Su madre puso una fotografía
frente al cofre blanco y otra frente al cofre beige, se acercó a las personas y
empezó:
– Buenos días –a lo que todos
respondieron su saludo, algunos con cierto ánimo, otros con ningún ánimo en lo
absoluto– quiero agradecerles por venir –se limpió una lágrima que amenazaba
con salir y Angélica se percató de lo hinchados y rojos que tenía los ojos–
gracias por acompañarme en esta pena…
Angélica se acercó a su mamá y de
su mente brotaron imágenes de su vida juntas: aquella vez que no tenían dinero
para contratar quien amenizara el 8º cumpleaños de Angélica y la propia señora
Marta se había disfrazado de payasa, y lo más increíble fue que ningún niño
supo que era ella; el día de su grado, apenas tres meses atrás, cuando su madre
le dijo que la felicitaba y que esperaba que la vida la tratara un poquito
mejor que a ella; los días en que su madre le decía “te amo”, sin ninguna
explicación, sólo se lo decía muy cariñosamente.
Se detuvo frente a su mamá,
mientras ella seguía con su discurso:
–…Mucho cuidado, el alcohol es la
peor droga… y es legal…
Angélica alzó su mano derecha y
rozó la cara de su madre mientras seguía recordando cosas buenas, malas, feas,
alegres, tristes, toda clase de cosas por las que pasan las familias, incluso
una en la que sólo hay una madre y una hija.
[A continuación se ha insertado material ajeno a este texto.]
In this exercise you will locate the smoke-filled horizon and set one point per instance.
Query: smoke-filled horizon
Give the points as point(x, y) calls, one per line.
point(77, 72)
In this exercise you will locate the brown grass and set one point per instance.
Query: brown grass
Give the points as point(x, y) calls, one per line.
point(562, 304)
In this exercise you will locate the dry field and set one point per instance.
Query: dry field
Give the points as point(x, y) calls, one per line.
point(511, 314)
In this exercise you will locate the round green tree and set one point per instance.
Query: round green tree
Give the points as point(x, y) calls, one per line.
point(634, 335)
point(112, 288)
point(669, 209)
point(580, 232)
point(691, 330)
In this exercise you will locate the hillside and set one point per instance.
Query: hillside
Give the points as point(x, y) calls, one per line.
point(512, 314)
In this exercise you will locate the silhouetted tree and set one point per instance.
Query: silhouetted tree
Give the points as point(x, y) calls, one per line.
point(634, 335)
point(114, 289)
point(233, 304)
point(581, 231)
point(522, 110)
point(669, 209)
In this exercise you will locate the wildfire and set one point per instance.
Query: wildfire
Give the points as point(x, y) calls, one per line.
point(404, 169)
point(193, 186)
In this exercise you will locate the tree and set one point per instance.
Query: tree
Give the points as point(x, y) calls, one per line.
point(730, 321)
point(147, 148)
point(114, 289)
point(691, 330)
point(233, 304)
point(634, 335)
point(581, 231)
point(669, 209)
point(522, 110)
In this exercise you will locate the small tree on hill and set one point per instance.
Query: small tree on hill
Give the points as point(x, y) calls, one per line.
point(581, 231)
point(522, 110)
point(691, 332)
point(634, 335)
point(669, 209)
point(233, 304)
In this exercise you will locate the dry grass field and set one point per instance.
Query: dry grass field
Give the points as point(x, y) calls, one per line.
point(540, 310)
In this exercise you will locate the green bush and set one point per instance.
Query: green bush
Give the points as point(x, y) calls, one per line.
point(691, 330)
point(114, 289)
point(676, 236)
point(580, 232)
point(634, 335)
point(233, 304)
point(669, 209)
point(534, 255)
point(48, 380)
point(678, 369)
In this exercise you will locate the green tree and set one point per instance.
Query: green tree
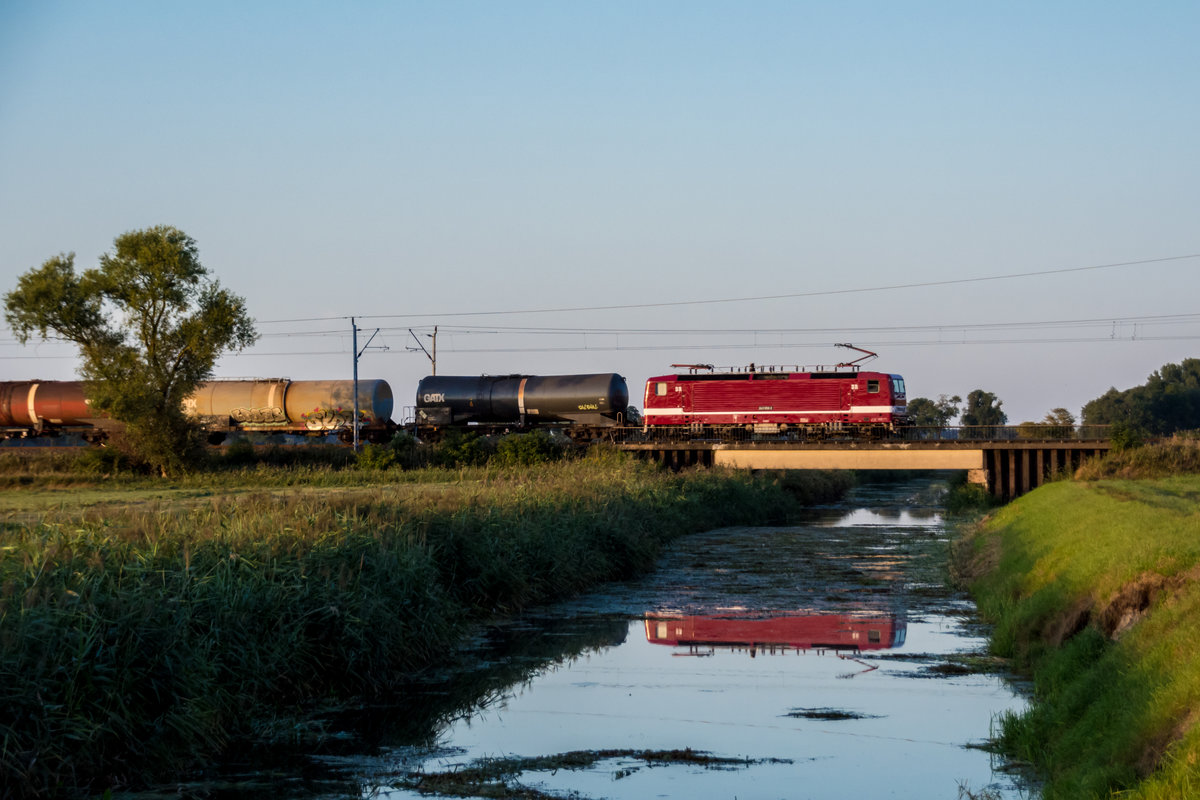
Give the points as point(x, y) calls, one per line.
point(1169, 401)
point(927, 413)
point(150, 324)
point(983, 409)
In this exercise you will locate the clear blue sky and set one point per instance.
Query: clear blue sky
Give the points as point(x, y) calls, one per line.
point(411, 162)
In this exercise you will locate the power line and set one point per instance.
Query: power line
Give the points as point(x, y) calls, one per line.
point(826, 293)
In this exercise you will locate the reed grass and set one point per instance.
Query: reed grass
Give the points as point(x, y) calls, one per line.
point(143, 638)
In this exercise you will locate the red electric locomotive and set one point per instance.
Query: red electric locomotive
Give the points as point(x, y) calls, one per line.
point(775, 401)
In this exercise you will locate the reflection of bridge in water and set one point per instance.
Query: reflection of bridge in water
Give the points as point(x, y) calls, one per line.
point(1008, 461)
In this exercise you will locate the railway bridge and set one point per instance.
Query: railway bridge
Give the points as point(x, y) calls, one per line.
point(1007, 462)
– Te amo mami… –su madre seguía
hablando, pero había dejado de llorar, ahora era Angélica quien lo hacía.
Se puso en puntas de pies y dio a
su madre un beso en la frente, como se los daba antes cuando se iba a pasar un
fin de semana con su padre. Después dio media vuelta y mientras caminaba hacia
la puerta de la calle recordó otra cosa, el día que salieron a festejar era
jueves, pues ese día era 2 x 1 en cocteles en el bar Azkena.
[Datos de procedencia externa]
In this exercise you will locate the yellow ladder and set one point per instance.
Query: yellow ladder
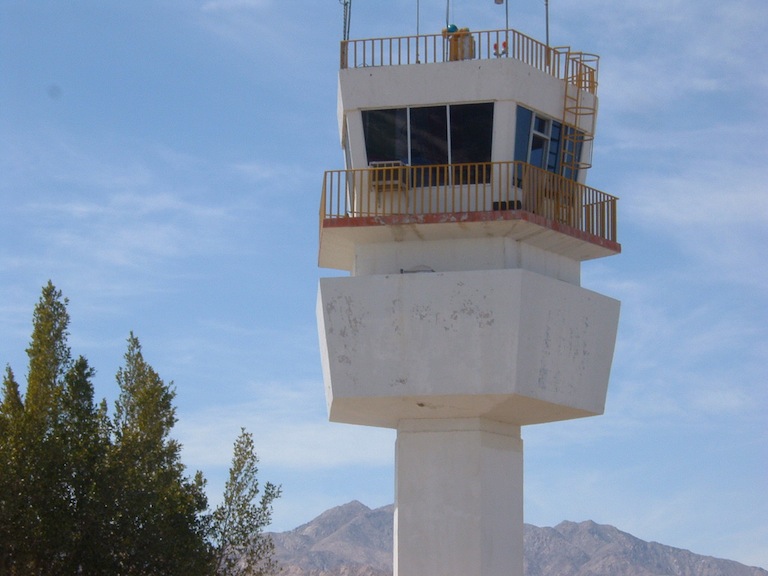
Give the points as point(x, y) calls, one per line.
point(579, 112)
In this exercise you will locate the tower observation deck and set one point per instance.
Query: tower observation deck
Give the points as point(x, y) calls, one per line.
point(463, 217)
point(492, 130)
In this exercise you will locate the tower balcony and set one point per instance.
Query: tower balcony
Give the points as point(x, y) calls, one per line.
point(578, 69)
point(392, 202)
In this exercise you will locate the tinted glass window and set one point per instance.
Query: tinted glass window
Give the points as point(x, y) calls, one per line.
point(429, 135)
point(386, 135)
point(471, 133)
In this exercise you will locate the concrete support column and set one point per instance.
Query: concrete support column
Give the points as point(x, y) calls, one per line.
point(458, 498)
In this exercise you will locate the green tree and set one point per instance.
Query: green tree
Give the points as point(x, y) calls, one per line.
point(159, 527)
point(83, 493)
point(11, 505)
point(237, 528)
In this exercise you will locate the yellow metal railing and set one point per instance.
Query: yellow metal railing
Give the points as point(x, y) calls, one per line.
point(465, 45)
point(393, 189)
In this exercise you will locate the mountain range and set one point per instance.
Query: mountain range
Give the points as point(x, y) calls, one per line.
point(354, 540)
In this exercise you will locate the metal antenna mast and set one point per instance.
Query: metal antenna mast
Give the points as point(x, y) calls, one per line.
point(347, 14)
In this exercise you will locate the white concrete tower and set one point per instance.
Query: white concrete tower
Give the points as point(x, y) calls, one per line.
point(463, 217)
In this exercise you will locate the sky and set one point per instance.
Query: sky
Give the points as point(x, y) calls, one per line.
point(161, 162)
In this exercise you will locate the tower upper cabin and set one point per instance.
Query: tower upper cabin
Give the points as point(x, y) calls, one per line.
point(470, 139)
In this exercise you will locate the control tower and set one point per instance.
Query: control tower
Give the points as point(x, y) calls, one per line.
point(463, 216)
– Pero hoy es domingo –dijo. A su
parecer sólo habían pasado unas horas– cuando estás muerto el tiempo es extraño
–finalizó. Al salir a la calle, su imagen se hizo difusa con la luz del sol.
V
Adentro, la señora Marta se
detuvo en su discurso, había sentido un extraño calor en la frente, no era
molesto ni doloroso, sólo algo caliente, y muy adentro de su cabeza, quizá en
el lugar donde residía su instinto maternal, escuchó el sonido de un beso.